There is a growing literature linking economic shocks to changes in values and social norms. Here, we investigate the possibility that the 2008 economic crisis, largely perceived as the consequences of wrongdoings in the financial sector and to have been poorly handled by governments, has generated a shift in moral values. We are especially interested in stated tolerance towards dishonest behaviours (such as lying when selling second hand goods or inflating an insurance claim for example). Using data from a survey collected in 2010 (the EBRD LITS2 survey) in 35, mostly East European, countries, we report that respondents directly affected by the 2008 crisis, are systematically more accepting of dishonest behaviours. The effect is small but it is robust to specification change, Oster’s test on unobservable bias, and stronger when the dishonest behaviour described negatively impacts the state or businesses rather than citizens.
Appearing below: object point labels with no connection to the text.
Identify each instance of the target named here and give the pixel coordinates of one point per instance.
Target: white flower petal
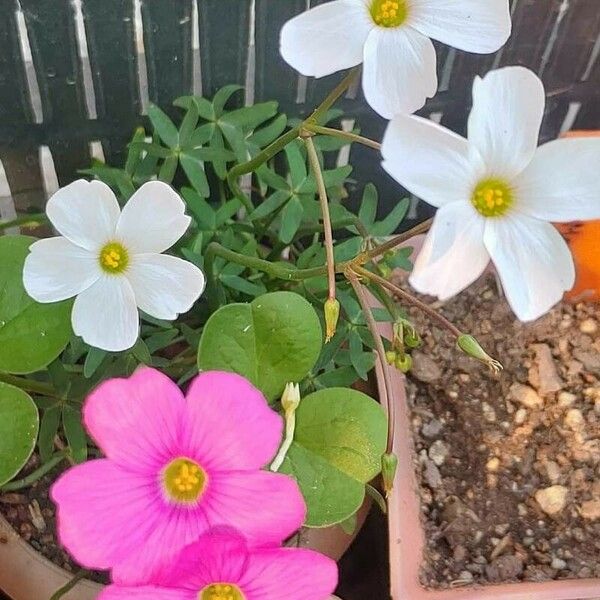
(327, 38)
(504, 125)
(480, 26)
(164, 286)
(453, 255)
(561, 183)
(153, 219)
(428, 160)
(399, 71)
(57, 269)
(85, 212)
(533, 261)
(106, 316)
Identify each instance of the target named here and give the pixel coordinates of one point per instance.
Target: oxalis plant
(225, 247)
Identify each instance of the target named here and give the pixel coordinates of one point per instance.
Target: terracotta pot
(407, 538)
(27, 575)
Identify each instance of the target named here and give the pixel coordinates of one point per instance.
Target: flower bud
(470, 346)
(404, 363)
(389, 464)
(332, 314)
(290, 398)
(412, 339)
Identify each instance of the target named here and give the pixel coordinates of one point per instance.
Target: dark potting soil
(32, 515)
(509, 464)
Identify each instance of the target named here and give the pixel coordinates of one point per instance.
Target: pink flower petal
(147, 592)
(266, 507)
(103, 511)
(289, 574)
(230, 422)
(220, 555)
(137, 421)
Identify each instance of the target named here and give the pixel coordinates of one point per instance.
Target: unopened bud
(470, 346)
(332, 314)
(404, 363)
(290, 398)
(389, 464)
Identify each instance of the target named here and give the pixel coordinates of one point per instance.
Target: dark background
(84, 79)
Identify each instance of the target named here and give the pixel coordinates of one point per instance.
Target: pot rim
(407, 537)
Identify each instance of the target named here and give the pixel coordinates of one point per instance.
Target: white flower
(111, 260)
(496, 193)
(393, 39)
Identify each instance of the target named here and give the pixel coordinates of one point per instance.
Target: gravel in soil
(508, 464)
(32, 515)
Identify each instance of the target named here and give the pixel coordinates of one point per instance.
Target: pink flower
(175, 466)
(219, 566)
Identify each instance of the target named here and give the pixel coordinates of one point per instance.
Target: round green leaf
(19, 423)
(339, 439)
(273, 340)
(32, 335)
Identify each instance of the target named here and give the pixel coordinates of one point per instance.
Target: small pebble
(588, 326)
(553, 499)
(590, 510)
(438, 452)
(493, 464)
(525, 395)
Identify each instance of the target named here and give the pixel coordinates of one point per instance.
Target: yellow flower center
(114, 258)
(221, 591)
(184, 480)
(492, 197)
(389, 13)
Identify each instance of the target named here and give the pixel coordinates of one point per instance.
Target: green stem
(29, 221)
(280, 143)
(273, 269)
(29, 385)
(82, 574)
(313, 158)
(345, 135)
(250, 166)
(409, 298)
(333, 96)
(380, 349)
(397, 240)
(19, 484)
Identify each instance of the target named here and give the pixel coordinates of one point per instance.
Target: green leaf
(297, 163)
(271, 204)
(194, 169)
(264, 136)
(392, 221)
(19, 423)
(221, 98)
(168, 169)
(32, 335)
(93, 360)
(339, 439)
(291, 218)
(75, 433)
(274, 339)
(203, 212)
(368, 207)
(48, 429)
(163, 126)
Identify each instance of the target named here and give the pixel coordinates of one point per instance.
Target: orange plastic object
(584, 240)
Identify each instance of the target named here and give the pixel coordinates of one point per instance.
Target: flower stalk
(380, 349)
(290, 400)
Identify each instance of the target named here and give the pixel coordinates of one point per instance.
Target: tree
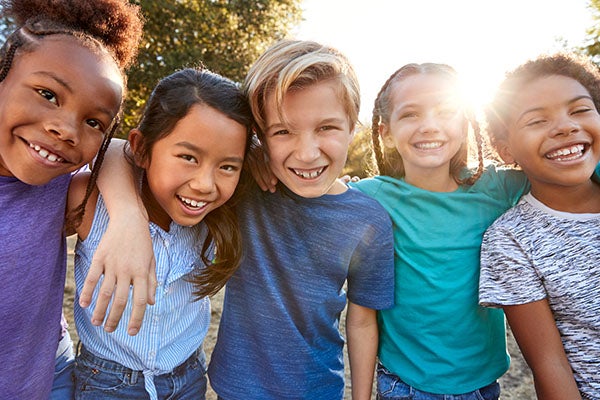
(226, 36)
(592, 47)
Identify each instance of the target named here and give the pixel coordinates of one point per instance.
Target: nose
(565, 126)
(203, 181)
(65, 128)
(307, 148)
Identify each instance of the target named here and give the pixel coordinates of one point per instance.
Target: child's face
(57, 102)
(194, 169)
(554, 133)
(308, 148)
(427, 125)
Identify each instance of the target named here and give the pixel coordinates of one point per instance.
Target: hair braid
(9, 55)
(479, 143)
(76, 215)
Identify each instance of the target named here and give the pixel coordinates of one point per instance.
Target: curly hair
(579, 68)
(111, 26)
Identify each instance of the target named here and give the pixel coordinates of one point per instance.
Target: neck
(579, 199)
(435, 181)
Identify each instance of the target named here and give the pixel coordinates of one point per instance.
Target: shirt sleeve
(508, 276)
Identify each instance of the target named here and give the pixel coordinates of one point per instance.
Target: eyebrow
(69, 89)
(330, 120)
(194, 148)
(573, 100)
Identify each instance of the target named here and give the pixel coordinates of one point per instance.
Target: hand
(259, 167)
(123, 264)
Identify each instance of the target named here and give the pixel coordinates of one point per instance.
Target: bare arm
(539, 340)
(122, 263)
(363, 339)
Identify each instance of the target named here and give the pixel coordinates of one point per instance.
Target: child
(278, 335)
(54, 117)
(190, 145)
(436, 341)
(540, 261)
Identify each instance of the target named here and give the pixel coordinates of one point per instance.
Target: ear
(386, 136)
(503, 149)
(136, 141)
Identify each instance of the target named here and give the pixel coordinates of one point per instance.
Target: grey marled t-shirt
(533, 252)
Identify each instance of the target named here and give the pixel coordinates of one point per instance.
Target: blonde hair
(296, 64)
(390, 162)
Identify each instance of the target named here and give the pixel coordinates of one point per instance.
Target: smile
(309, 174)
(191, 203)
(46, 154)
(567, 153)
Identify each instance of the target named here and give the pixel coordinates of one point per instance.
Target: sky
(481, 39)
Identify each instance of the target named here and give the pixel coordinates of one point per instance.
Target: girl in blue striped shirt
(189, 149)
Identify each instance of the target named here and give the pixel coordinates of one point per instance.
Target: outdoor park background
(481, 39)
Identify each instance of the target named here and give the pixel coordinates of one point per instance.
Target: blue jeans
(391, 387)
(62, 387)
(97, 379)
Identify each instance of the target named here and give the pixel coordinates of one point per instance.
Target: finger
(91, 280)
(153, 283)
(104, 295)
(119, 301)
(138, 306)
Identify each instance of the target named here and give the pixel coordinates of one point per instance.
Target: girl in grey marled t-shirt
(540, 261)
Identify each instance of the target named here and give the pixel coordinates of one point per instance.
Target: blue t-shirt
(279, 334)
(437, 338)
(33, 266)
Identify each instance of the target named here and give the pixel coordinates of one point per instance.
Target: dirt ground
(516, 384)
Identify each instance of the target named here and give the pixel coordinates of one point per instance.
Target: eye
(94, 123)
(48, 95)
(230, 168)
(581, 110)
(534, 122)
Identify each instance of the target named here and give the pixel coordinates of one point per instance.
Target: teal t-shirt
(436, 337)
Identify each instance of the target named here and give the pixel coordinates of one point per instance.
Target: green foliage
(226, 36)
(592, 47)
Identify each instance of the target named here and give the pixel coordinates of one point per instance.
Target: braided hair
(103, 26)
(389, 161)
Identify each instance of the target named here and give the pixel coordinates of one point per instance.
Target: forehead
(425, 87)
(83, 70)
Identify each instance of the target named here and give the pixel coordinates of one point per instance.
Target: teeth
(428, 145)
(192, 203)
(46, 154)
(566, 152)
(308, 175)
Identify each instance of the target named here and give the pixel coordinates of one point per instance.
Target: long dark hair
(171, 101)
(390, 162)
(111, 26)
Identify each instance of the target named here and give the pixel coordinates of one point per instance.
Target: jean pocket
(88, 378)
(391, 387)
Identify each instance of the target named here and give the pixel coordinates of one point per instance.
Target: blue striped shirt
(173, 328)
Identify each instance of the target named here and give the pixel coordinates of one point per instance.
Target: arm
(539, 340)
(363, 340)
(121, 263)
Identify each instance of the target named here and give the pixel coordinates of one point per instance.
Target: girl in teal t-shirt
(436, 340)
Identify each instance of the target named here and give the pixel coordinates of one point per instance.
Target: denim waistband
(113, 366)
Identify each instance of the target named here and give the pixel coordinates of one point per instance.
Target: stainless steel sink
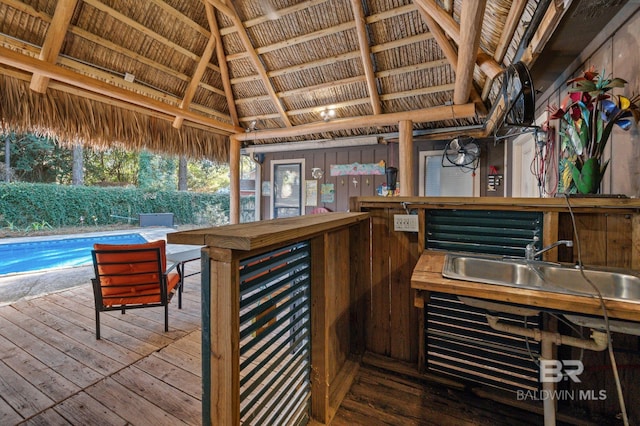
(613, 284)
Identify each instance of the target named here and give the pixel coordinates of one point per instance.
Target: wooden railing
(326, 277)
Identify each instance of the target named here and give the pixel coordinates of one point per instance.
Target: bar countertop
(255, 235)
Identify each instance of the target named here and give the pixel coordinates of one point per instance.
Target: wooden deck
(54, 372)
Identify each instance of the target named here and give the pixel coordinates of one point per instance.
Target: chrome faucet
(530, 252)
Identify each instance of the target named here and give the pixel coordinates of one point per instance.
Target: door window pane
(446, 181)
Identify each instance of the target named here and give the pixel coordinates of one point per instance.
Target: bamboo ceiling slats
(222, 64)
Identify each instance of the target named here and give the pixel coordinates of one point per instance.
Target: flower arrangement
(588, 115)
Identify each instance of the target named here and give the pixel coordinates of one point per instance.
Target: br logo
(554, 370)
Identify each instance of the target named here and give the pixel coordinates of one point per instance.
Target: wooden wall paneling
(360, 253)
(338, 299)
(550, 234)
(619, 240)
(382, 154)
(342, 184)
(331, 157)
(354, 190)
(635, 241)
(319, 332)
(404, 255)
(224, 353)
(367, 187)
(593, 239)
(377, 331)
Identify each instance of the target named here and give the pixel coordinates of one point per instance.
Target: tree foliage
(45, 160)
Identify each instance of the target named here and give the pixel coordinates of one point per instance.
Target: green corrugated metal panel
(275, 344)
(493, 232)
(459, 342)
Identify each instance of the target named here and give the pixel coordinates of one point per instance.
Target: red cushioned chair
(132, 276)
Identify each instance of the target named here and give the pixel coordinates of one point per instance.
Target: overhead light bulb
(327, 114)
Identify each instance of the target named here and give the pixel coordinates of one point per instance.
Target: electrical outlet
(405, 222)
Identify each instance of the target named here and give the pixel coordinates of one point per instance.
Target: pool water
(56, 253)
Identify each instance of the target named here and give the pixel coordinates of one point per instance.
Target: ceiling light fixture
(327, 114)
(252, 127)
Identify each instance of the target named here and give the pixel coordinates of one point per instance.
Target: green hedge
(27, 204)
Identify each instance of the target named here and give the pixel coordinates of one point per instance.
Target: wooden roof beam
(53, 41)
(451, 28)
(253, 55)
(451, 54)
(54, 72)
(222, 61)
(198, 73)
(365, 54)
(509, 29)
(439, 113)
(471, 18)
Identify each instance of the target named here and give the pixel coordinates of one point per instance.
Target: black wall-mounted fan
(519, 96)
(461, 152)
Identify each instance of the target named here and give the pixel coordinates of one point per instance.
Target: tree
(111, 167)
(35, 158)
(182, 174)
(77, 174)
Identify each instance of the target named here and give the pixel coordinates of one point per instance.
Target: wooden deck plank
(76, 372)
(159, 379)
(21, 395)
(35, 372)
(129, 405)
(73, 349)
(47, 418)
(189, 382)
(8, 416)
(160, 393)
(82, 409)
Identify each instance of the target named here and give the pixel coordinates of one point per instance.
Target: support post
(234, 169)
(405, 161)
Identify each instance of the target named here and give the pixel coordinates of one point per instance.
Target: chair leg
(166, 317)
(97, 324)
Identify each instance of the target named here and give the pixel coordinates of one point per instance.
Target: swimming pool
(42, 254)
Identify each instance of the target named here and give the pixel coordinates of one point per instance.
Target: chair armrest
(171, 267)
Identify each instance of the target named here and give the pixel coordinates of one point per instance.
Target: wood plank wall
(391, 326)
(392, 329)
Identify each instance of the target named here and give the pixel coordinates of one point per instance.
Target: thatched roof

Simultaneously, citizens who live in areas where the crisis has hit the hardest express a stronger rejection of dishonest behaviour. This effect is larger in magnitude, consistently found across all the behaviours investigated, and credibly causal, as it is confirmed by split-sample regressions. Overall, our finding suggests a tightening of moral values after the 2008 crisis, at least in the short-run.